Geographic sales variances were minimal throughout the company, with the exception of Urban Outfitters, where the regional variance was modestly pronounced with the south and northeast regions performing the best, followed by the Midwest and west.
Comparable store average unit retail prices for the company remain relatively flat, with Anthropologie up 3%, Free People up 4%, and Urban Outfitters down 5%.
Units per transaction were up 1% in total, with minor variances by brand.
During the quarter, the firm continued to expand its store base.
Selling square footage increased 14% compared to the same period last year. The firm opened four new Anthropologie stores, bringing the total to 100; two new Free People stores, bringing the total to 13; and six new Urban Outfitters stores, bringing the total to 117. New store performance is ahead of plan for all three brands, pointing to the firm’s improved real estate selection process.
Total direct channel sales jumped 30% against the same quarter last year to $46.8 million, relative to a circulation increase of 4% or 11 million catalogs.
The channel achieved a 12.3% penetration to total company sales, an increase of 67 basis points. All brands contributed to this performance as the company experienced a 24% increase in web site visits and a 3% increase in average order value. The strong trend continued from the second quarter to third quarter for Free People wholesale, where total quarter sales increased 34% versus the same quarter last year to $26.8 million. Improvements were across the entire wholesale customer base, driven by a 26% increase in unit sales and a 7% increase in average selling price. Equally important, sell-through and margin data from the customers continues to be extremely positive. The firm ranks as one of the most productive and profitable vendors on the contemporary floor.
The gross profit margins increased by 128 basis points to 39.5% versus the prior year period.
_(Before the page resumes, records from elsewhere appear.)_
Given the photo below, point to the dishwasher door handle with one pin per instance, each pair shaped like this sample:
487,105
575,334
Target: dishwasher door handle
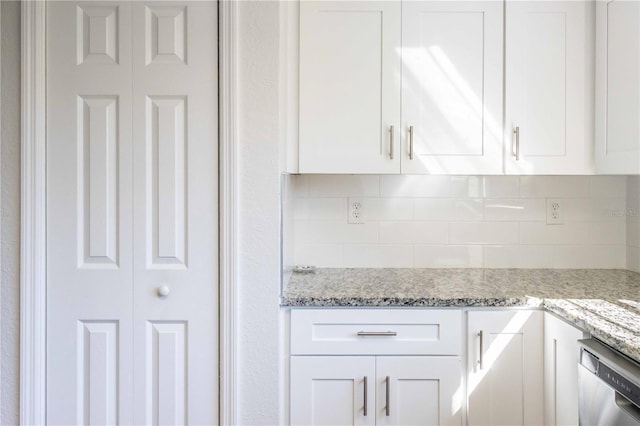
627,406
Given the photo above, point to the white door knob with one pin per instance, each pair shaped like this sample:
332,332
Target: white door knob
164,290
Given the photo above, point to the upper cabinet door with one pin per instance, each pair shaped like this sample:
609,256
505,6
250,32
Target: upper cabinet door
618,87
452,87
549,88
349,87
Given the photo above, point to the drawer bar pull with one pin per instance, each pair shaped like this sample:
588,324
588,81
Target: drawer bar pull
388,397
376,333
481,336
365,396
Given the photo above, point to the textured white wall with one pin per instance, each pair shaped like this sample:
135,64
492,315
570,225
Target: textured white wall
259,133
10,210
633,223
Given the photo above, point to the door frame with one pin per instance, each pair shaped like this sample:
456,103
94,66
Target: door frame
33,262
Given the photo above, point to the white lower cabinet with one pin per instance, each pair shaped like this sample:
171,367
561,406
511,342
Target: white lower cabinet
385,390
333,390
405,367
560,372
376,367
505,362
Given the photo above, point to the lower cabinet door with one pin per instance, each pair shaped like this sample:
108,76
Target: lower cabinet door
505,361
333,390
561,356
419,390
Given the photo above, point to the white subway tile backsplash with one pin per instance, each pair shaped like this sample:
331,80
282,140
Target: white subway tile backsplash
377,209
319,255
467,187
501,186
608,186
378,256
555,186
414,186
320,209
537,233
608,233
413,233
609,209
465,221
515,256
344,185
483,233
446,209
448,256
577,209
507,209
311,232
572,257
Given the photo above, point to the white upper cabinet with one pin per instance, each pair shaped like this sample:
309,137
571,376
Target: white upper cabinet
618,87
548,87
455,87
452,87
349,87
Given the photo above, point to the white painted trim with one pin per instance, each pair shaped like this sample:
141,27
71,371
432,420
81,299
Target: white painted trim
228,209
1,262
33,217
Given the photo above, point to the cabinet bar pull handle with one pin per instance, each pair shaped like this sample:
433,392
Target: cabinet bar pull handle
480,361
365,395
388,397
516,132
377,333
391,142
410,142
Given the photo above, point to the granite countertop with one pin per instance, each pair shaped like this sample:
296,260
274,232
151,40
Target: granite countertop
603,302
This performance is significantly better than the first two quarters of the year and it underscores the strength of the Anthropologie and Free People divisions. The company still has opportunity for improvement. The company’s markdowns were below last year but above plan and the firm’s historical average, driven largely by markdowns taken at the Urban Outfitters retail business to clear seasonal product.
In addition, store occupancy leveraged 72 basis points, driven by the Anthropologie retail business. The company achieved a 20% reduction in this year’s per square foot construction costs. The firm believes that it will continue to leverage occupancy expense provided it meets or exceeds its modest comp sales plans.
During the quarter, comparable store inventories rose by 6%.
Total company inventories grew by $33.1 million or 18% on a year-over-year basis. The acquisition of inventory to stock new retail stores was the primary factor for this increase.